As her sons neared the age of their Bar Mitzvahs, Eid became interested in making Judaic objects for her family. A Seder plate exhibited at the Spertus Museum in Chicago was the entree to her first large-scale commission for a synagogue. For her, this work has turned out to be the perfect blend of the gift of making and the belief in what you’re making. On her desk is a paper model of an Eternal Light she created for her synagogue. Each member’s hands, from young children to the very old, were photographed and photo-etched into metal. The cut-out hands surround the light, appearing at first as an oversized unfolding flower, but a closer look reveals the individually expressive shapes of worshipping hands. A simple but powerful statement of faith and community, the sculpture illustrates one of the key themes of Eid’s artistic life.

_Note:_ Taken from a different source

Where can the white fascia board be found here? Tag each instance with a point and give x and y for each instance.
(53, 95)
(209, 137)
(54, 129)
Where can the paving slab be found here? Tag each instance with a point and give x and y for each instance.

Despite working in a small and isolated studio, a strong sense of community awareness is apparent in most everything she does, whether it is through commissions, teaching, her team Bonny Doon explorations, her 20+ year participation in “Forge and Gorge” (a women metalsmiths potluck discussion group), or playing banjo and backup vocals for the Reiner Family band. The “meaning” in her work, when it is an important element, comes from the successful blending of her ideas. her spirituality, and her family.